Il y eut un long silence de consternation ; le brave Paradis se cachait pour essuyer ses larmes.

— Et que dit de cela La Bourdonnais ? demanda enfin de La Touche.

— L’amiral est consterné, et je crois que nous serons bientôt débarrassés de lui. Mais j’y songe, vous ne savez rien depuis que ce misérable vous tient sous les verrous ? Voici le nouveau : des instructions complémentaires sont arrivées de France donnant tout pouvoir à mon oncle Dupleix et au Conseil supérieur ; La Bourdonnais a seulement voix délibérative, mais doit se soumettre aux décisions prises.

— Voilà qui est écrasant ! s’écria Changeac.

— L’amiral résiste encore ; mais le fond de sa pensée lui est échappé après boire ; il s’est écrié, paraît-il : « Mon affaire est sale ! j’ai agi trop vite ; mais je sais un moyen de me tirer de là ». Et il dit à qui veut l’entendre qu’il donnerait un bras pour ne jamais avoir mis les pieds à Madras.

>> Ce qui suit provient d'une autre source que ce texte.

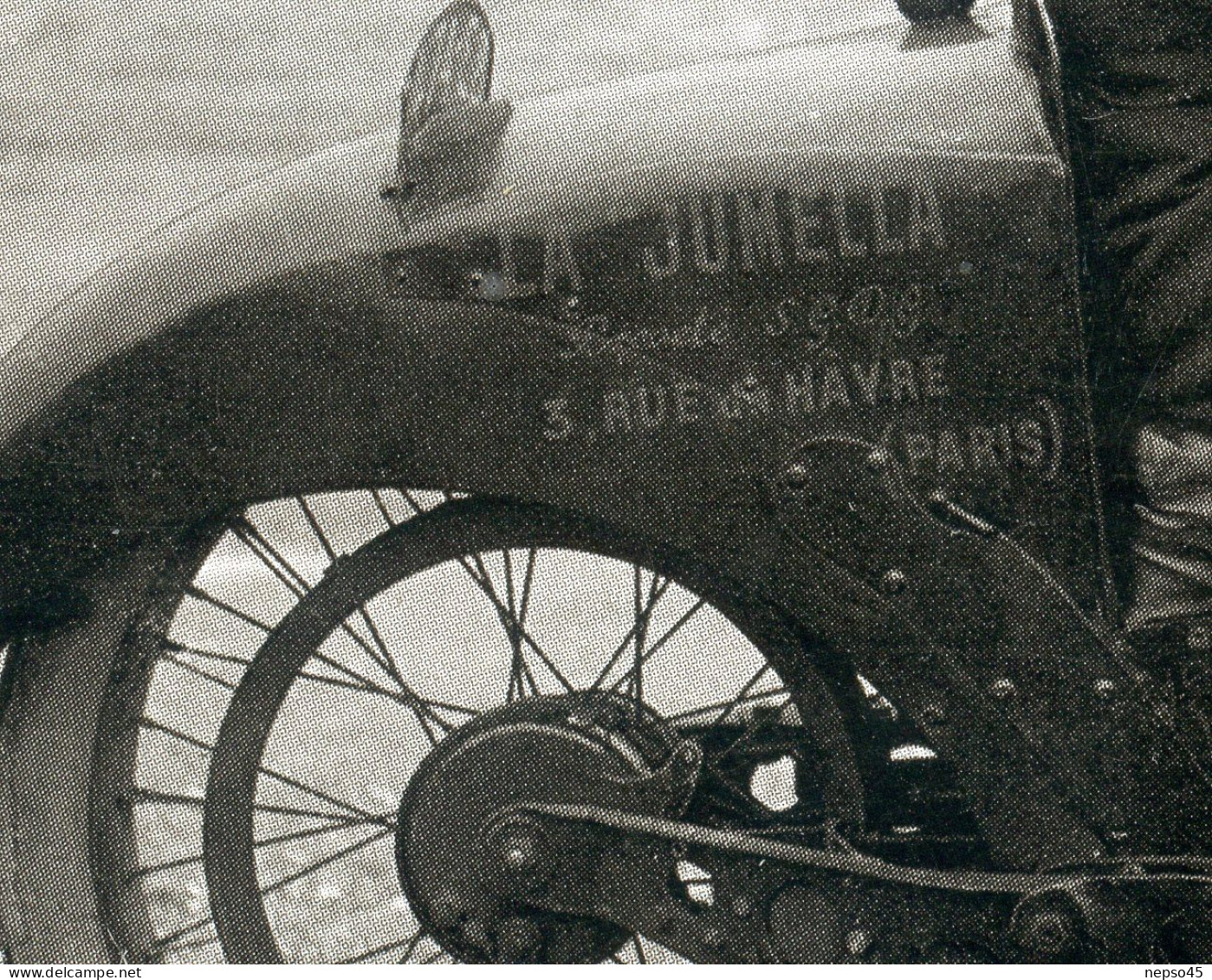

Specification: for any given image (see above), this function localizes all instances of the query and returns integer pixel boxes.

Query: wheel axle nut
[489,821,543,874]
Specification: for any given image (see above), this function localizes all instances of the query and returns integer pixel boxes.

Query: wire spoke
[252,820,395,847]
[261,828,392,895]
[160,650,239,691]
[185,585,274,633]
[150,916,215,956]
[611,599,707,690]
[231,514,314,599]
[590,579,671,690]
[342,929,425,965]
[665,688,787,723]
[458,555,576,694]
[131,786,379,823]
[261,765,386,826]
[139,718,386,826]
[126,853,204,884]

— Ce bras-là aurait sauvé sa tête, qui n’est pas solide sur ses épaules, grommela Paradis.

— Ce qui l’écrase, continua Kerjean, c’est la ruine de son escadre, il faut qu’il cède à présent et qu’il parte au plus vite avec les débris de ses vaisseaux. Mais il nous laisse dans une jolie situation ! Si le coup de vent n’a pas épargné Pondichéry, où sont mouillés le Lys, le Saint-Louis et la Renommée, nous n’avons plus un navire sur la côte de Coromandel et l’escadre anglaise, à l’abri dans un port sûr, existe dans son entier, et va nous tomber dessus au premier jour.

— Et les canons prêtés par Dupleix, s’écria Bury, ils étaient sur les navires et sont au fond de l’eau à présent.

— Sans compter cinq cents hommes du contingent de Pondichéry que La Bourdonnais, pour mieux nous tenir, avait embarqués, ajouta Kerjean.

— De sorte que la capitale de l’Inde française est à l’heure qu’il est sans défense, conclut de La Touche.

— Eh bien, nous sommes là ! s’écria Paradis, en se levant ; sous les ordres d’un gouverneur comme Dupleix, on fait l’impossible, et nous le ferons, nous battrons les Anglais et les Maures avec !

— Tu es un vaillant, toi, et tu as raison, dit Kerjean, en embrassant Paradis ; voilà ce qui s’appelle parler, et le découragement n’a jamais servi de rien. Maintenant, messieurs, je dois vous faire mes adieux, je pars cette nuit, avec de Bussy et ses volontaires, pour Pondichéry. Nous allons par terre puisqu’il n’y a plus de navires. Si vous avez des commissions pour la capitale, faites-les-moi tenir dans une heure. Je vous dis : À revoir et à bientôt. Quel qu’il soit, le dénouement ne peut plus tarder, et votre captivité touche à sa fin. Votre indigne geôlier va être forcé de quitter la place. À revoir donc, messieurs, et bon courage !

Après avoir serré les mains de ses amis, le jeune officier s’éloigna rapidement.